Oben wartete Tommi bereits auf uns, wir wünschten den Franzosen noch alles Gute und schöne Fahrt, danach trennten uns unsere Wege. Wir fuhren über Bischmisheim zum Dachstrail, dort angekommen freute sich vor allem unser Reiner dass wir einen so schönen Trail fahren sollten. Chris und Tommi schossen in den Trail, gefolgt von den anderen beiden. Es war garnicht so schlammig wie gedacht aber rutschig genug um unseren Dieter in einer Kurve mit Gegengefälle vom Bike zu hieven ...grins, es war alles okay bei ihm und er setzte sich sofort wieder auf Bike und nahm den Rest des Abstieges in Perfektion, im hohen Tempo ging es weiter über den Trail, Chris musste in der Mitte auf seine Mitstreiter warten, zuerst kam Tomme, dann Dieter und Reiner angeflogen, ich hatte hinter einer Haarnadelkurve gewartet und konnte mitansehen als Tommi kam, er übersah allerdings einen längs liegenden Ast, er rutschte mit dem Vorderrad darüber und schmierte sauber über den Lenker ab, Gott sei Dank hat er sich dabei nichts getan, das Gelächer war natürlich gross, allerdings als er sich 20 Meter weiter noch einmal auf die Schn ... legte war es perfekt, grins.

Aus dem Trail herausgekommen sind wir ein Stück Richtung Grumbachhof gefahren um kurz darauf nach rechts über den keinen Stiefel zum Grossen Stefel zu gelangen.

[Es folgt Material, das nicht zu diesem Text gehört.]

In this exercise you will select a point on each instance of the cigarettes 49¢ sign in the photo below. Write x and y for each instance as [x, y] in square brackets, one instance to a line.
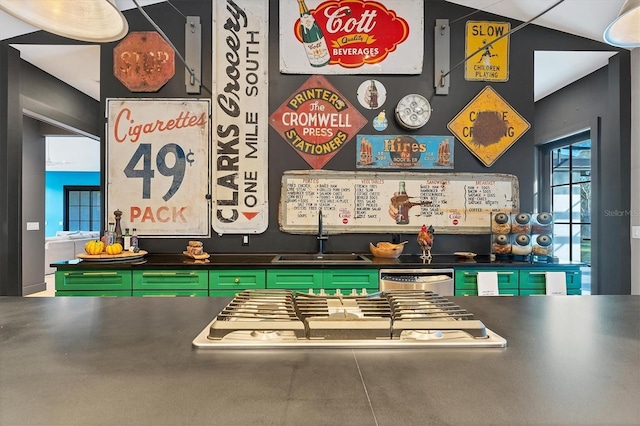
[158, 165]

Dort fuhren wir den leckeren Trail hinunter, mussten dann unten wieder über Tannen steigen, also mal wieder Wandertag ..grins, Reiner war cleverer und hat das Trailstück umfahren...

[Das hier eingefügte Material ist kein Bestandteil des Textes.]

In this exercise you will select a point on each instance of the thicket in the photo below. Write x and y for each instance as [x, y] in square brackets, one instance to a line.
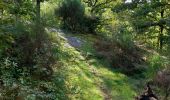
[73, 17]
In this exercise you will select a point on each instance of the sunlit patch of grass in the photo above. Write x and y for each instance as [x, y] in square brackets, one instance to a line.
[85, 77]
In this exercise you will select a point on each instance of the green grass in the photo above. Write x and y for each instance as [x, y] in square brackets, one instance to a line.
[93, 79]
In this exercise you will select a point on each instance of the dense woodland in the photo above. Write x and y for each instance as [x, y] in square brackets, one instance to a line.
[84, 49]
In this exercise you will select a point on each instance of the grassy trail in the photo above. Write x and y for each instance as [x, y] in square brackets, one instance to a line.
[91, 78]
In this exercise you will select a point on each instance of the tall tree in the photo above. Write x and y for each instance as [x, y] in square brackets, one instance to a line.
[148, 16]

Nun war es langsam an der Zeit unsere Heimreise anzutreten allerdings fiel mir noch der schöne Trail vom Ensheim Marathon Nähe Sengscheid ein, der lag so und so auf dem heimweg ...also mitnehmen, für Tommi und Reiner war der Trail neu, ich selbst finde ihn sehr schön....hmmm ich kann ihn ja auch hochfahren... sehr frech grins....danach ging es wie meistens heim über Wittemanns Steinbruch zum Tommi wo wir noch einkehrten.